College Grad Can’t Take College Classes?
by Tj Schmidt • February 21, 2019
Dustin Ferretti, a homeschool graduate who also holds a bachelor’s degree from Nyack College, wanted to acquire some additional knowledge by enrolling in a few college classes.
However, admissions officials at Dutchess Community College said that despite his proven academic success, they couldn’t accept him based on his high school credentials.

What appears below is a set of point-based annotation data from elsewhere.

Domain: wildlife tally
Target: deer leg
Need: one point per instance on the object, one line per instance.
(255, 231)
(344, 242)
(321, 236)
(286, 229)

Dustin was told that his homeschool diploma wasn’t good enough, and that he had to apply to his local school board for a letter of substantial equivalency. This document attests that a student’s education is substantially equivalent to that received in public schools. It is supposed to be issued, according to the state Department of Education, as confirmation for a “home instruction program that adheres to the standards of regulations at each stage of the process.”
Degrees of Proof
The problem with this request is that New York law does not require any student to have an accredited diploma in order to be admitted to college. Additionally, while a homeschool student generally needs a letter of substantial equivalency from his local superintendent or needs to show that he has met the high school equivalency requirements (either by taking the exam or by earning 24 college credits in specific subjects) there is one other option. If a student has already earned a college degree, that is sufficient to confirm his graduation from high school.
Over the past few months, Dustin and his wife struggled to reason with the college but never were able to convince admissions officials that his college degree trumped his (supposedly) deficient homeschool diploma. I called and emailed Dutchess Community College to point out that Dustin was eligible to be admitted to the college under New York law.
Within days, I heard from the Ferretti family and Dutchess Community College that all issues had been cleared up and that Dustin was eligible to be admitted.